After they finished with immigration, the Nabokovs’ luggage still had to clear customs, but Véra could not find the key to their trunk. Waiting for a locksmith, Nabokov asked where to find a newspaper, and was given The New York Times by a porter. With the persuasion of an iron bar, the lock yielded to the locksmith, who promptly relocked it by mistake. When the trunk had finally been opened for good, customs officials remarked on the dead butterflies Nabokov had packed, and began to spar with the boxing gloves they found inside. Vladimir Nabokov was on his way to becoming an American.

Vladimir Nabokov’s United States Certificate of Naturalization
(Image courtesy Andrea Pitzer)

Despite derailed plans by their greeting party, the ex-wife of Nabokov’s cousin, the family took a cab to her apartment and so began their new life in the city that, as E. B. White famously termed it, “blends the gift of privacy with the excitement of participation.” Pitzer writes:

Gifted with unfettered liberty (so long, apparently, as they did not promote anarchy), Vladimir and Véra made their way into Manhattan with a $100 bill and hope for better prospects.
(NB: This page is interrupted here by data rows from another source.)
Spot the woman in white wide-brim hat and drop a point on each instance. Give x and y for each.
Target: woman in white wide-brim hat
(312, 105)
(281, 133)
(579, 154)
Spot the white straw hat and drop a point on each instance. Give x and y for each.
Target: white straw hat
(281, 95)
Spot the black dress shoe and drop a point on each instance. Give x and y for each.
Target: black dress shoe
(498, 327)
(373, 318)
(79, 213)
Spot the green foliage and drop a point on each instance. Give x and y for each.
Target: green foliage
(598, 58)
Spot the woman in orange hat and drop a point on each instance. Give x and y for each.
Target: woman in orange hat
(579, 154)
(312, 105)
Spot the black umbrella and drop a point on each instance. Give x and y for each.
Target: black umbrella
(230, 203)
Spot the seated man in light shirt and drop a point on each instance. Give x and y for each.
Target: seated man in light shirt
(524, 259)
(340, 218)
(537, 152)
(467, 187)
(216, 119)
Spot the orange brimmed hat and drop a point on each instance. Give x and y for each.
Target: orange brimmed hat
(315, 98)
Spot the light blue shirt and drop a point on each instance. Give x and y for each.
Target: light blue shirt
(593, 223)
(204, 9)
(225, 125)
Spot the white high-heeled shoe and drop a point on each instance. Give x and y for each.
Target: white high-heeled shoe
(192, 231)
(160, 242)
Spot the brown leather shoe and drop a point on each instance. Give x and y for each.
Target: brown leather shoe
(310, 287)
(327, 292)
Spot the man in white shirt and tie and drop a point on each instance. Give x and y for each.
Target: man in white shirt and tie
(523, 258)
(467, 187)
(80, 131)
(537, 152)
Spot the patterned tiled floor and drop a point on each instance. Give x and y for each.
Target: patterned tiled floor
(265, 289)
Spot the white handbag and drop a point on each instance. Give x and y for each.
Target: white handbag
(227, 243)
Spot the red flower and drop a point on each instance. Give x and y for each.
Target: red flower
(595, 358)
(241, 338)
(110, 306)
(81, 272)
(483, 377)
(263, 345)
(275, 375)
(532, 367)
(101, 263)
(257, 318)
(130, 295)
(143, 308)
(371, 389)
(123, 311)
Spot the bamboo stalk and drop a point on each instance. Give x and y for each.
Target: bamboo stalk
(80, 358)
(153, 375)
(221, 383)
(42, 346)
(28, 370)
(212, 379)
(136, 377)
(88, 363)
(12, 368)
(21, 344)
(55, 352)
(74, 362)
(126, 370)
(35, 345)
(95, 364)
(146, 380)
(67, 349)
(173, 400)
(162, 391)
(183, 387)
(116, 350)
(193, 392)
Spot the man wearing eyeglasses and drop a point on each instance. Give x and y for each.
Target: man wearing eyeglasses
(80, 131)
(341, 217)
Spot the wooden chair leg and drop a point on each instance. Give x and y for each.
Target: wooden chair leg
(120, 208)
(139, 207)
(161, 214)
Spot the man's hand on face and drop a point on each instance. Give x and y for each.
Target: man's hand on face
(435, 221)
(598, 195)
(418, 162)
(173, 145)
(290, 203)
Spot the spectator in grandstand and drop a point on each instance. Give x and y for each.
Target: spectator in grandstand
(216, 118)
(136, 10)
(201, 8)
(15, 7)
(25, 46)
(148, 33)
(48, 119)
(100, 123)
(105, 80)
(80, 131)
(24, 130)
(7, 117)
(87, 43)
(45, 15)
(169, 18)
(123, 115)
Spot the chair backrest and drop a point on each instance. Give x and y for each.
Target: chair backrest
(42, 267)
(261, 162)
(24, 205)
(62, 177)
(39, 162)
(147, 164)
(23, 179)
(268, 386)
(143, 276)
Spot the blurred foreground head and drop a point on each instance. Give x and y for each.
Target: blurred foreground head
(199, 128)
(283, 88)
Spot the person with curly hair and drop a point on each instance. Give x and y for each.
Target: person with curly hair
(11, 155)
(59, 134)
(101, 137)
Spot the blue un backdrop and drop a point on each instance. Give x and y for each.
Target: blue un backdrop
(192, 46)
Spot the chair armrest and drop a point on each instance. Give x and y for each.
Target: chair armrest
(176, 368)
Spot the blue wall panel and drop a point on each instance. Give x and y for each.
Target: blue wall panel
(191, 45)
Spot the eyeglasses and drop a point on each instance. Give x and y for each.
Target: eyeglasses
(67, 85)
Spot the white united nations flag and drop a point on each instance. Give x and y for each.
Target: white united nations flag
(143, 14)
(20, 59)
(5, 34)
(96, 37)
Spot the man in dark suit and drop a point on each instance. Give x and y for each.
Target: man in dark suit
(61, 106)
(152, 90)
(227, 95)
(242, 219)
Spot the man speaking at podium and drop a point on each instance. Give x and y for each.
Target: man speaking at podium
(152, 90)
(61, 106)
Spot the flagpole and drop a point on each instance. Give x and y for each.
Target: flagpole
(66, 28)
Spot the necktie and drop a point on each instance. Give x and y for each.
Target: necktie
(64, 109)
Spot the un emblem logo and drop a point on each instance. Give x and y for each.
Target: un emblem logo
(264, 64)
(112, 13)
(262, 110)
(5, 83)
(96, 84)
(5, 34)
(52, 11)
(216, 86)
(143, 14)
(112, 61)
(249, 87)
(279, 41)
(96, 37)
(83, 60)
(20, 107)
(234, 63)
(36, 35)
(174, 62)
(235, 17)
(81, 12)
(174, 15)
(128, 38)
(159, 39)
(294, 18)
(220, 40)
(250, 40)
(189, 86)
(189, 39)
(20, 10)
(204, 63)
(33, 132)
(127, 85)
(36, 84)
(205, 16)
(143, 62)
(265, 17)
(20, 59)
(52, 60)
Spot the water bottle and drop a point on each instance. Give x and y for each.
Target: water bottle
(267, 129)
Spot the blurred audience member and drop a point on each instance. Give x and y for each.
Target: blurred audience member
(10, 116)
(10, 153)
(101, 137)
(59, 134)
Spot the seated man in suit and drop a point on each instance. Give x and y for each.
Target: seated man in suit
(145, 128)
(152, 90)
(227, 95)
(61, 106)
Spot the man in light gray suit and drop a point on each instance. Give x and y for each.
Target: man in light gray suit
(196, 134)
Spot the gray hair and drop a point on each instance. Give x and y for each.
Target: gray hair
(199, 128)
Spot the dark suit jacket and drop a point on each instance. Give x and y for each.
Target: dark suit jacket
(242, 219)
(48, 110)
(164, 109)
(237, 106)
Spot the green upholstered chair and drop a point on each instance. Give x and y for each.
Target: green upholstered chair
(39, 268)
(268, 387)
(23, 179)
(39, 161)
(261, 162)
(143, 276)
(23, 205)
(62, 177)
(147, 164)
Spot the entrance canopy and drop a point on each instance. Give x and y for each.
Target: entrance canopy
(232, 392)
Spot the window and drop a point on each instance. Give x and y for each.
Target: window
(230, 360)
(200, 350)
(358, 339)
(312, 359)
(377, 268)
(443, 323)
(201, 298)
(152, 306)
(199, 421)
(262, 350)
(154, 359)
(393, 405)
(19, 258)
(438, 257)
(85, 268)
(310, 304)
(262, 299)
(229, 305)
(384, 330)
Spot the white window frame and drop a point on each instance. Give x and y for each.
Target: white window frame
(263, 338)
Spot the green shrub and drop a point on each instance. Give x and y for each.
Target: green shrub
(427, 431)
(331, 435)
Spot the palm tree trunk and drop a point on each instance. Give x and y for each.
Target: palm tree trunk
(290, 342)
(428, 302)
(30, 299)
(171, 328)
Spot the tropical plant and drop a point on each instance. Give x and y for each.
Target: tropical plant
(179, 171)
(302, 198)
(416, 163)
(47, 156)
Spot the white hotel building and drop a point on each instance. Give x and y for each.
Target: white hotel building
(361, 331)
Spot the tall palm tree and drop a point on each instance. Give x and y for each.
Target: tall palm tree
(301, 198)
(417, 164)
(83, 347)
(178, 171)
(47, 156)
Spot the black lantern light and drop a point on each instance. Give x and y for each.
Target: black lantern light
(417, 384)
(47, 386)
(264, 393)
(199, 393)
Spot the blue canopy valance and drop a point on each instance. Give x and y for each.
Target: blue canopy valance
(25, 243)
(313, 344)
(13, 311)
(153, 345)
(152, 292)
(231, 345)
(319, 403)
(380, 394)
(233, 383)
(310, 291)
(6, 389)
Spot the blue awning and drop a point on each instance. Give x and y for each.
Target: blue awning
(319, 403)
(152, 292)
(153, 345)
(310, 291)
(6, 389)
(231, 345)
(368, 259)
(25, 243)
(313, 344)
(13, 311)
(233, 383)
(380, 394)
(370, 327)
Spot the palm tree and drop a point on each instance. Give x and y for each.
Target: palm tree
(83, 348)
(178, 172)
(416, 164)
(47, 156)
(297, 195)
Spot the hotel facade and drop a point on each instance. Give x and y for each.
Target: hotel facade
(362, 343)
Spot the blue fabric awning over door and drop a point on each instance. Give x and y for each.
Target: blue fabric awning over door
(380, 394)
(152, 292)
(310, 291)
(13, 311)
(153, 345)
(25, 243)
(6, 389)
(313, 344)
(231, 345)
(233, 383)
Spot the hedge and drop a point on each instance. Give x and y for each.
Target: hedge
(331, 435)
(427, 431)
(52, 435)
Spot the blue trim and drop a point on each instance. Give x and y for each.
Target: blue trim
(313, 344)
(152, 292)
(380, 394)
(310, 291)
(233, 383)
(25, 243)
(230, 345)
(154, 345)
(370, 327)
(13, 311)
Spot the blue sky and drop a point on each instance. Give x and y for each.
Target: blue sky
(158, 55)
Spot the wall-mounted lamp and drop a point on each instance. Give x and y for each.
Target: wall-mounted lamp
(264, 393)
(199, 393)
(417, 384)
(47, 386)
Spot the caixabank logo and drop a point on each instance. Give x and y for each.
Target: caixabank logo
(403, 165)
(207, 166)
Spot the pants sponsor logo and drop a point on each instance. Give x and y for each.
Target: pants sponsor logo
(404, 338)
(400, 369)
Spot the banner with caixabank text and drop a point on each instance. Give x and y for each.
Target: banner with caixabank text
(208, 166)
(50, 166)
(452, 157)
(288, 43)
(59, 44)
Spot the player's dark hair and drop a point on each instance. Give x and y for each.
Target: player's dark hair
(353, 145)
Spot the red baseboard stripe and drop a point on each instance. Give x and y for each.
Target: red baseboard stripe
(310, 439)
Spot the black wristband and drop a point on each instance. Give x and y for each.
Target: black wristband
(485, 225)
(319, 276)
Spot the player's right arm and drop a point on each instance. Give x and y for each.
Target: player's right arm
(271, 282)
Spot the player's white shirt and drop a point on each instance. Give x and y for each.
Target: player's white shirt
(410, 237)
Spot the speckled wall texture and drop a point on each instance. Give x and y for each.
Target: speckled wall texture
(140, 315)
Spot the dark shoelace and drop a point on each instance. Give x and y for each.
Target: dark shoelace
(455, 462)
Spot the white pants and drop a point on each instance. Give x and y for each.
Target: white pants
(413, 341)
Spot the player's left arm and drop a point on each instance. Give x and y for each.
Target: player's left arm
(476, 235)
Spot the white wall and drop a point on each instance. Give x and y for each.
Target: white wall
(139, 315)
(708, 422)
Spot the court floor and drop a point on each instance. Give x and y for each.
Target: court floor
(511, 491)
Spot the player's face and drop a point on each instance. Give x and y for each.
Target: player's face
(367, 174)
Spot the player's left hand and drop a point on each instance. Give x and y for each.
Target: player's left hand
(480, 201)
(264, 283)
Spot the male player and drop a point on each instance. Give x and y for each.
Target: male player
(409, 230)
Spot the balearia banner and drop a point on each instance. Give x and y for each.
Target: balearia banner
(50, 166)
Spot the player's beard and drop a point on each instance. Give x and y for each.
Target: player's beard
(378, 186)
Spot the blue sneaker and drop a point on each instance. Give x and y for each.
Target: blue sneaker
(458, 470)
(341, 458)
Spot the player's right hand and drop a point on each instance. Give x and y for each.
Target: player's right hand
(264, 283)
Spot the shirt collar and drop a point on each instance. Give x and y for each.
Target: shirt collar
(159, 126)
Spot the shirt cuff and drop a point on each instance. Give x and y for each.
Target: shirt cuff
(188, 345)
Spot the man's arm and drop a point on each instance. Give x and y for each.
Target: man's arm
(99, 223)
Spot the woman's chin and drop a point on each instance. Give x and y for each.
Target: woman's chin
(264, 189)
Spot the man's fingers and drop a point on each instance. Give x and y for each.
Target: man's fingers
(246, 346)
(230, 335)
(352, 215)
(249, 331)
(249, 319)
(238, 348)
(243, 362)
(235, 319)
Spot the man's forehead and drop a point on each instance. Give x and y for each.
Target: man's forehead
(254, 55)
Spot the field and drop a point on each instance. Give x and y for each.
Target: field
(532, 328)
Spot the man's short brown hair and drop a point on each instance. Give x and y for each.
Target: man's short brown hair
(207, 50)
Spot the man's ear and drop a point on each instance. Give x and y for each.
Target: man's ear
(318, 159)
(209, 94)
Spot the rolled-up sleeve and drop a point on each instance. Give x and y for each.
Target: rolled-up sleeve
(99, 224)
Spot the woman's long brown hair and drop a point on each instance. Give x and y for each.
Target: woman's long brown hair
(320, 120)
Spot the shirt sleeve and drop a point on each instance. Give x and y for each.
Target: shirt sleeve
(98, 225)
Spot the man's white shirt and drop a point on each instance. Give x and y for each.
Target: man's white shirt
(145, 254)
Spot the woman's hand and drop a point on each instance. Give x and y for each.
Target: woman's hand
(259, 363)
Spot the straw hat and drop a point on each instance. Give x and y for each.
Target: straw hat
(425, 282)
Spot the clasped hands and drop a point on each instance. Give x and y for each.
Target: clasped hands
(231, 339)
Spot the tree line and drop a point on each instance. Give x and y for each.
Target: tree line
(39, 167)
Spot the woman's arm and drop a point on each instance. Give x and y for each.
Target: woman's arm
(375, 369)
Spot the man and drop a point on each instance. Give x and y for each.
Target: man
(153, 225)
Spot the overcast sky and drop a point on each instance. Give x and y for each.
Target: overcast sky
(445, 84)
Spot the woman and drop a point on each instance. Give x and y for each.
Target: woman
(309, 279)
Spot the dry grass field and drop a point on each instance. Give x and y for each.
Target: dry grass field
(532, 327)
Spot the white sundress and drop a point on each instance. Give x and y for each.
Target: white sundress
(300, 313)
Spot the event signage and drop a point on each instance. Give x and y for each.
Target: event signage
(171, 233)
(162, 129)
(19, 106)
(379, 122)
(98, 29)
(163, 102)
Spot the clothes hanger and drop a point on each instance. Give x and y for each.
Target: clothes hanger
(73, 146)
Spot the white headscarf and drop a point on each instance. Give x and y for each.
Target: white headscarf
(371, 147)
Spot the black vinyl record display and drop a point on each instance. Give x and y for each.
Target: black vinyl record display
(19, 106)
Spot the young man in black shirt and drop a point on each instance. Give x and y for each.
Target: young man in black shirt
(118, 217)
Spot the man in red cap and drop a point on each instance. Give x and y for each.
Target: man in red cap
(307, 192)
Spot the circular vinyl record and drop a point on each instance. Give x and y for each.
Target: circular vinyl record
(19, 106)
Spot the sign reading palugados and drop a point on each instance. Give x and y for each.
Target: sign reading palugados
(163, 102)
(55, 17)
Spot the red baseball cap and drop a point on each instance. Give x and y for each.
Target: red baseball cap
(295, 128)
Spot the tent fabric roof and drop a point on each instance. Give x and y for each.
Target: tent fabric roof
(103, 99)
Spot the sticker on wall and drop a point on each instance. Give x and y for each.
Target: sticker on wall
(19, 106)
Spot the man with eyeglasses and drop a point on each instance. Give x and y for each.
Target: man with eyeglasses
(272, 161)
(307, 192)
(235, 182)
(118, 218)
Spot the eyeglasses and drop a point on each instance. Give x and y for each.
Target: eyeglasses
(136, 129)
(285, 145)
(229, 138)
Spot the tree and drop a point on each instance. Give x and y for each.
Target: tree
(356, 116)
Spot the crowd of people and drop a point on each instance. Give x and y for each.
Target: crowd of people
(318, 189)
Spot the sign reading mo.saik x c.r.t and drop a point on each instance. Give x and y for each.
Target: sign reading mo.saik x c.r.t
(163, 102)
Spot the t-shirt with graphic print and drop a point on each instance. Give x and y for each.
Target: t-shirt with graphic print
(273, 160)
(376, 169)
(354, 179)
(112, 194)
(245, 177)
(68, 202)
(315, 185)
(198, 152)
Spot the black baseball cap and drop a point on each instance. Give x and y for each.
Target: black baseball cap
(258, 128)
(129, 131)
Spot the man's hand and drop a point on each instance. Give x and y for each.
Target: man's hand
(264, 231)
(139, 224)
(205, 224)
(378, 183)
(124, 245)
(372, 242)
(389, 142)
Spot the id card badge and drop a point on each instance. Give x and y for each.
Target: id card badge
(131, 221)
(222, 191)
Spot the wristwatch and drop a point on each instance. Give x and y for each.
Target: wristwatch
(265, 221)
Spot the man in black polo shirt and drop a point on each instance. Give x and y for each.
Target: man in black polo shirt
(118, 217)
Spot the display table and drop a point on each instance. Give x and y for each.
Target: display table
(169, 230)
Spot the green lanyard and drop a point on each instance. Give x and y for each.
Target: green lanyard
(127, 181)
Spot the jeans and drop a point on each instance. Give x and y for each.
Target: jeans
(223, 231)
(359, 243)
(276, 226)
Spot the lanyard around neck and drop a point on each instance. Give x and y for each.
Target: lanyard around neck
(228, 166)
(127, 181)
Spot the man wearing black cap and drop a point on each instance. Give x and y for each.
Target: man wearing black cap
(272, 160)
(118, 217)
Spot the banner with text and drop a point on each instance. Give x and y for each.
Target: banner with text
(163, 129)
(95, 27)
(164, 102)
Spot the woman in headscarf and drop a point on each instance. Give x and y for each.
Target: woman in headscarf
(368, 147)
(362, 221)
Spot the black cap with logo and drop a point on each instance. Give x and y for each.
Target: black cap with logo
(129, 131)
For all the thrill of arrival on a new continent, Nabokov’s routine in the first few weeks must have seemed dispiritingly familiar. Living in a succession of temporary quarters, he once again tried to sell himself and his literary talents — the thing in which he had the most confidence in the world — to a public ignorant of their value.

And yet that very public would come to elevate Nabokov to the status of literary über-celebrity. What few realize, however — and what Pitzer reveals through newly-declassified intelligence files and rigorously researched military records — is that Nabokov wove serious and unsettling political history into the fabric of his fiction, which had gone undetected for decades: until now. Absorbing and illuminating, The Secret History of Vladimir Nabokov paints an unparalleled portrait of the author’s dimensional life and legacy, remarkably, without stripping his work of any of its magic.